Él la deseaba, comprendió Paula sorprendida. No, era más que eso. La necesitaba. ¿O se equivocaba una vez más? 


Ella se estremeció. Bajó los párpados y observó el cuerpo de Pedro. No había error. Los pantalones vaqueros lo apretaban. Entonces, Paula recuperó el optimismo. Quizá no todo estuviera perdido. Después de todo, quizá la idea de volver juntos no fuera tan descabellada. Tenían una historia, demasiados años compartidos, demasiados recuerdos felices. Y ella poseía algo mucho más valioso de lo que poseía Celina: el hijo de Pedro. Una breve duda cruzó su mente, pero debía aferrarse a lo que tenía, seguir adelante. Paso a paso. Con precaución. Sin lanzar las campanas al vuelo, ni espantarlo.


Lo conseguirían. Con el tiempo, lograría vencer los celos.


 Volverían a ser amigos, luego amantes, luego... sobre todo viviendo en la misma casa. Ella le pediría que arreglara algo roto... un roce, una sonrisa, y el deseo crecería... Se vestiría para él, con amplios escotes. Lo invitaría a cenar, llamaría a su puerta para pedirle azúcar...


El corazón de Paula se aceleró. Volverían juntos, estaba segura. Y cuando él se sintiera confiado, lo convencería para que admitiera su falta y lo perdonaría. Además, tendrían un hijo.
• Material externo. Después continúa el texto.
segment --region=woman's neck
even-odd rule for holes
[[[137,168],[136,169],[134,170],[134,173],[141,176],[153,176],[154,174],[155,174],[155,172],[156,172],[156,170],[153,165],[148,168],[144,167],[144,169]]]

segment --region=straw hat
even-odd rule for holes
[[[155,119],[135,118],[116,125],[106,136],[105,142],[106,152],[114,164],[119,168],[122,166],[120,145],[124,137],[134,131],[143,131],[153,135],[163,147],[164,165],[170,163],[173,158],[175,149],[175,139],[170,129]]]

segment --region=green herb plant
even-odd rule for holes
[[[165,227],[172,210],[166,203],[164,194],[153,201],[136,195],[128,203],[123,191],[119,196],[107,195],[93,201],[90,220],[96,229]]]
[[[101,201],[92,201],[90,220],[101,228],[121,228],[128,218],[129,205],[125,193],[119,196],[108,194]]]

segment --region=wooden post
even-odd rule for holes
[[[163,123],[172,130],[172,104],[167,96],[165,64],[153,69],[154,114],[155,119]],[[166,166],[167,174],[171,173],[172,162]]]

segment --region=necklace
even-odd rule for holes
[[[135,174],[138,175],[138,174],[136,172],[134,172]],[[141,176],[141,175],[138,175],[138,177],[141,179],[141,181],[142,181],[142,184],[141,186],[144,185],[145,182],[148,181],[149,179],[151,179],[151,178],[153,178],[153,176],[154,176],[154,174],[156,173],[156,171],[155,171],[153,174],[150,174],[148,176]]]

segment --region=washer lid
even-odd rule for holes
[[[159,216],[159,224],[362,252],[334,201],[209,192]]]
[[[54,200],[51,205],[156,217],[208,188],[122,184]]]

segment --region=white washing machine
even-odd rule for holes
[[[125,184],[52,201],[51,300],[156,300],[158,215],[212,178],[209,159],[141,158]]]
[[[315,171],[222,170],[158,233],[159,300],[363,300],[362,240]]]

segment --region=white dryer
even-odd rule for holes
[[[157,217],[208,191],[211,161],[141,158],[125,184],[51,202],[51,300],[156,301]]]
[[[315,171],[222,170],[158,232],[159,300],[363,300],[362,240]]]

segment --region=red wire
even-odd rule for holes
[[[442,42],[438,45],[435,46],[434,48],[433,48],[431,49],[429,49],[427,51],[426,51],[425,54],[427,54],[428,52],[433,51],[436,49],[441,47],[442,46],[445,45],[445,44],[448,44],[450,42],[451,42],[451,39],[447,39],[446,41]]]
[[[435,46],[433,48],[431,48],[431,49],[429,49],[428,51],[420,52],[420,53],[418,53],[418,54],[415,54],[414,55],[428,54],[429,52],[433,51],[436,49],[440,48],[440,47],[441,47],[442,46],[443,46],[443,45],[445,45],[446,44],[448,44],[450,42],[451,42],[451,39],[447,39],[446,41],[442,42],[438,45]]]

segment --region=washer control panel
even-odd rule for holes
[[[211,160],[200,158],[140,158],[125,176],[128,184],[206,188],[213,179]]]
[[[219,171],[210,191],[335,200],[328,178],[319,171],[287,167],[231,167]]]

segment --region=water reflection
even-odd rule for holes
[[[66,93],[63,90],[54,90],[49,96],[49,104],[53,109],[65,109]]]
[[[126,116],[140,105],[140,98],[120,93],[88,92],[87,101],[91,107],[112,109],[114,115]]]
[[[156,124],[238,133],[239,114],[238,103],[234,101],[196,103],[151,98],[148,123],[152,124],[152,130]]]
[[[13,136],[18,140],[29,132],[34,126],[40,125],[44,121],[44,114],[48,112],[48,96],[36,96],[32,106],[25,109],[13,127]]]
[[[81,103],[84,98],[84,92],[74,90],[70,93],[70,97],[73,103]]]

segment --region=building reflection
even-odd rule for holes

El recién nacido les proporcionaría tal felicidad, que Dan olvidaría a Celina y se daría cuenta de lo que había perdido: a una familia, lo que siempre había añorado. Triunfaba la esperanza. El amor lo conquistaría todo. Paula se aseguraría de ello. Celina había roto su matrimonio, pero solo porque su unión carecía ya antes de algo vital. Se prometió enmendar la situación, crear un hogar tal y como Pedro y ella siempre habían deseado. Sí, eso bastaría para convencerlo. Él deseaba gozar del amor de su hijo, pero también necesitaba el amor de un adulto. Y ella se lo proporcionaría. Dispuesta a arriesgarlo todo, Paula respiró hondo y contestó:
—Creo que es una idea maravillosa. Tú te ocuparás de todo, Pedro. Yo avisaré en mi trabajo. En cuanto encuentren quien me sustituya, me marcharé —afirmó poniéndose en pie decidida—. Quiero que sigamos siendo amigos por el bien de nuestro hijo. Tenemos que comportarnos como adultos. Te prometo que haré todo cuanto esté en mi mano para... conseguir que funcione.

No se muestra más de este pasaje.